Statistical Rigor in Benchmarking
Mytkowicz et al. demonstrated at ASPLOS 2009 that linking-order alone shifted gcc -O2 vs -O3 conclusions by ±15 percentage points. Environment-variable size produced 33–300% slowdowns. The lesson generalizes: you can produce wrong data without doing anything obviously wrong. This tutorial covers the four statistical concepts every UE5 perf engineer should know, the operational discipline that produces trustworthy benchmarks, and the percentile reporting that catches stutter the mean hides.
Why methodology matters more than tooling
Per Mytkowicz et al. ASPLOS '09: changing only the link order of object files shifted gcc compiler-flag benchmark conclusions by ±15 percentage points. Changing the size of an unused environment variable produced 33–300% slowdowns. The takeaway: tiny irrelevant details affect the results more than the thing you're measuring.
UE5 has its own version: PSO compilation hits the first 60–300 frames; if you don't discard them, the "regression" you see is just the cold cache. Texture streaming pool fills over the first 5–30 seconds; if you measure during fill, you measure pool fill, not steady-state.
Four statistical concepts
Coefficient of Variation (CoV). Standard deviation divided by mean, as a percentage. For UE5 frame-time captures, CoV under ~3% means your noise floor is tight enough to detect 5% regressions. CoV above ~10% means your noise is masking real signal — fix the bench before fixing the code.
p-value. Probability that the observed difference between baseline and candidate would arise by chance if both were drawn from the same distribution. Conventional threshold: p < 0.05 = "statistically significant." With 10,000 frames per capture, a 0.2 ms difference can be highly significant statistically yet meaningless to the player. Statistical significance ≠ practical significance.
Confidence Interval (CI). A range that contains the true mean with specified probability (typically 95%). CI width shrinks with √N — quadrupling captures halves the CI width. Reporting "GPUTime mean 12.4 ms, 95% CI [12.1, 12.7]" tells reviewers the precision; reporting just "12.4 ms" hides it.
Welch's t-test. Two-sample location test comparing means when sample sizes and variances differ. Preferred over Student's t-test for game perf because baseline and candidate runs frequently have unequal variance. Frame times have a heavy right tail (rare hitches), so for stutter-sensitive analysis pair Welch's (mean) with Mann-Whitney U or Kolmogorov-Smirnov (distribution shape).
Hardware isolation & clock locking
- Dedicated bare-metal box. No VM. No other workloads. Locked to the test config.
- NVIDIA:
nvidia-smi --lock-gpu-clocks=<base>,<base>and--lock-memory-clocks.
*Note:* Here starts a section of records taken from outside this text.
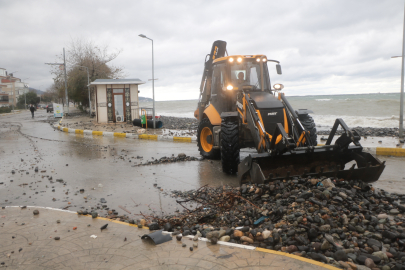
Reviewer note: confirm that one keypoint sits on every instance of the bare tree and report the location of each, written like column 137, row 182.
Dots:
column 97, row 58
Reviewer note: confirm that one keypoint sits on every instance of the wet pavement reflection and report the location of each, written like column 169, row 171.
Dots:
column 104, row 168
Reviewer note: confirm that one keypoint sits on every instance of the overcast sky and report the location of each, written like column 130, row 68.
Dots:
column 325, row 46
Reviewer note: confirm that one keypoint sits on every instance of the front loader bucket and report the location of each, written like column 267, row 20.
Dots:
column 320, row 161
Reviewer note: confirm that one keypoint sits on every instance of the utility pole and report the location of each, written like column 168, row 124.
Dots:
column 64, row 67
column 64, row 64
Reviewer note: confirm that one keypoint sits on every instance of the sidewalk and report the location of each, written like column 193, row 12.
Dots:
column 82, row 124
column 27, row 241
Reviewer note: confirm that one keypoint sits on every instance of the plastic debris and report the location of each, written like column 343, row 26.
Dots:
column 157, row 237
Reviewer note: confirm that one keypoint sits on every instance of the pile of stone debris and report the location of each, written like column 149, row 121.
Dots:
column 348, row 224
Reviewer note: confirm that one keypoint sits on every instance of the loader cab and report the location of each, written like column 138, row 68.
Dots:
column 235, row 73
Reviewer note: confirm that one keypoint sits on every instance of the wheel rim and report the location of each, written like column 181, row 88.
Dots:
column 205, row 132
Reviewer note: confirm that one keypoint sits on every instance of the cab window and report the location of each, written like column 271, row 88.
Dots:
column 218, row 79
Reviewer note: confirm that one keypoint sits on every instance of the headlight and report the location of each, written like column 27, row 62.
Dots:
column 278, row 86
NVIDIA's docs note this is approximate — thermal limits still preempt. - AMD: Radeon Developer Panel Device Clocks tab.
- CPU C-state pinning — disable Intel SpeedStep / AMD Cool'n'Quiet via BIOS or
powercfg(Windows). Use a "High Performance" power plan.
NVIDIA Nsight docs explicitly recommend GPU Trace's lock-clocks option over SetStablePowerState — the latter does not lock memory clocks, and benchmarks regress invisibly.
Thermal management
Modern desktop GPUs reach thermal equilibrium in ~10 minutes; laptops 20+. Throttling typically begins around 80–95°C and can cost 10–30% sustained performance.
There are two legitimate capture-length strategies and they answer different questions:
- Short captures (30–90 s) — goal is steady-state measurement of code change impact without thermal noise. Pre-warm to avoid cold-cache outliers, then capture. Pair with cool-down between runs so each capture starts at a similar thermal baseline.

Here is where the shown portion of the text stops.